Advice For Parents: Momo Challenge

Dear Parents/Carers

RE: Safeguarding concern – Momo challenge

I am writing to make you aware of a potential harmful and dangerous social media based game called the Momo challenge. The information below has been taken from numerous newspapers and online safety advice sites.

The Momo challenge:

A creepy woman doll with straggly hair, protruding eyes and a devil grin called ‘Momo’ pops up in what appear to be normal episodes in Youtube Kids and Peppa Pig cartoons. The doll encourages children to add her as a contact on the messaging service WhatsApp, then hounds them with violent images and dares.

Once sucked into the game, children are threatened if they try not to take part in the series of challenges.  These have been reported to escalate into self-harm and suicide. Dubbed the ‘suicide killer game,’ Momo has been heavily linked with other apps such as Facebook, WhatsApp, YouTube, and most recently YouTube Kids. Games such as Minecraft and Fortnite have also potentially been affected. A secondary threat comes from youtubers with their own channels that many children follow; they are highlighting and encouraging the game without identifying the dangers, particularly for younger children.

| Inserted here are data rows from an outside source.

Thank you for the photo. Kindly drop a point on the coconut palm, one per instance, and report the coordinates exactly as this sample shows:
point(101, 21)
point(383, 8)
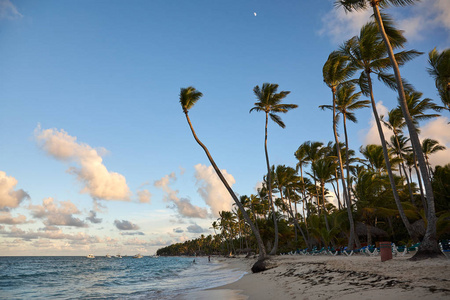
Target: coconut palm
point(429, 147)
point(346, 103)
point(440, 70)
point(269, 102)
point(285, 179)
point(368, 53)
point(188, 97)
point(336, 71)
point(429, 245)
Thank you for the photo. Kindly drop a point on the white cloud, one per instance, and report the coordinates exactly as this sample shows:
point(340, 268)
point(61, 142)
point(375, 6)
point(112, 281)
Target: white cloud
point(417, 21)
point(341, 26)
point(183, 205)
point(125, 225)
point(55, 215)
point(371, 135)
point(194, 228)
point(144, 196)
point(9, 11)
point(438, 129)
point(9, 198)
point(7, 218)
point(98, 181)
point(424, 17)
point(212, 189)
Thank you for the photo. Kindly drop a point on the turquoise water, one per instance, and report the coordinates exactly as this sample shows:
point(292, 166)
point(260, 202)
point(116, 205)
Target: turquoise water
point(109, 278)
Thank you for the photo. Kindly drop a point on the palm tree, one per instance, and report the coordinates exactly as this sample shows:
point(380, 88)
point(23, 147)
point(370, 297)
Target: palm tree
point(188, 97)
point(429, 147)
point(269, 101)
point(429, 245)
point(285, 179)
point(336, 71)
point(440, 70)
point(346, 103)
point(368, 54)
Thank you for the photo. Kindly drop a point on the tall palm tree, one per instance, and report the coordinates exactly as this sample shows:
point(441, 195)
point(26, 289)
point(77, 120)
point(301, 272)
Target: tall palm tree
point(346, 103)
point(429, 147)
point(269, 102)
point(368, 53)
point(429, 245)
point(336, 71)
point(285, 179)
point(440, 70)
point(188, 97)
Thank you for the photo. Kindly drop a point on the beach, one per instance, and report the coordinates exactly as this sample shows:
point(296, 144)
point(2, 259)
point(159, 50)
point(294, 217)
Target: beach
point(335, 277)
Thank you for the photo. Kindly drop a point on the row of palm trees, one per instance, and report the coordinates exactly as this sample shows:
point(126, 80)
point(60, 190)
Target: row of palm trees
point(346, 69)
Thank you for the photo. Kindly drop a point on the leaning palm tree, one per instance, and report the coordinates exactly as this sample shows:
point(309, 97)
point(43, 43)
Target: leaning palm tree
point(368, 54)
point(269, 102)
point(440, 70)
point(188, 97)
point(429, 245)
point(337, 71)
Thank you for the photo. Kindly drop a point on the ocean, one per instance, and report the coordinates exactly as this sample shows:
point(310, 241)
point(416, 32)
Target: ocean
point(75, 277)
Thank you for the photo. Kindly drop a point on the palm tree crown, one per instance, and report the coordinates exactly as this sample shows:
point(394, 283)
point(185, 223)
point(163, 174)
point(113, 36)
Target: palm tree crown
point(269, 101)
point(188, 97)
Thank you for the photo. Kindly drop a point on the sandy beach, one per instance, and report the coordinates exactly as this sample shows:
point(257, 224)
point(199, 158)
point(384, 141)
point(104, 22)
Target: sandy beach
point(336, 277)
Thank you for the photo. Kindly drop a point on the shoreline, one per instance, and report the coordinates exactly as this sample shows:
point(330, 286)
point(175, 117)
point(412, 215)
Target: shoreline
point(335, 277)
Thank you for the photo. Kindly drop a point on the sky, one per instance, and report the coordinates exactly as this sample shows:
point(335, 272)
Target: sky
point(96, 155)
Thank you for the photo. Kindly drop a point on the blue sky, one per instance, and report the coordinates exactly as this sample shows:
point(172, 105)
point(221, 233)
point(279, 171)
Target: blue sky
point(95, 153)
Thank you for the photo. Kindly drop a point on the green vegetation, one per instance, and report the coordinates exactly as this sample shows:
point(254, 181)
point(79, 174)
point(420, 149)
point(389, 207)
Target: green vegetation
point(388, 192)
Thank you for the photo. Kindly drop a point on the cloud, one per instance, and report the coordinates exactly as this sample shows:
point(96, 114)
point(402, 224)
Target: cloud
point(371, 135)
point(178, 230)
point(90, 171)
point(341, 26)
point(29, 235)
point(7, 218)
point(212, 190)
point(132, 233)
point(144, 196)
point(93, 218)
point(8, 11)
point(182, 205)
point(438, 129)
point(55, 215)
point(194, 228)
point(424, 17)
point(9, 198)
point(417, 21)
point(125, 225)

I understand from one press release that the Momo character is actually a prop called ‘Mother Bird’ made by the Japanese special effects company Link Factory and the creators have distanced themselves from the game.

The apps and websites have reportedly been hacked and even though the ‘Momo challenge’ appears sinister it is potentially about gaining information.

National Online Safety created a parent guide which I enclose with this letter, downloaded from the following link. Please note neither KNGS nor myself have any affiliation with National Online Safety, just the resource seemed appropriate to share.

MOMO Online Safety Guide for Parents FEB 2019

I have today delivered an assembly to Year 7 and 8 students explaining that there is no risk to them or their family and that if they come across ‘Momo’ to ignore it and report it; the Momo image was not shared with them.  I have also delivered the same assembly to Years 9, 10 and 11 but I have shared the image with the added instruction not to use the Momo challenge to intentionally scare or bully other students. If this happens, sanctions will be implemented.

If you require more information a generalised online search for ‘Momo challenge advice for parents’ will return numerous newspaper articles and safety information sites.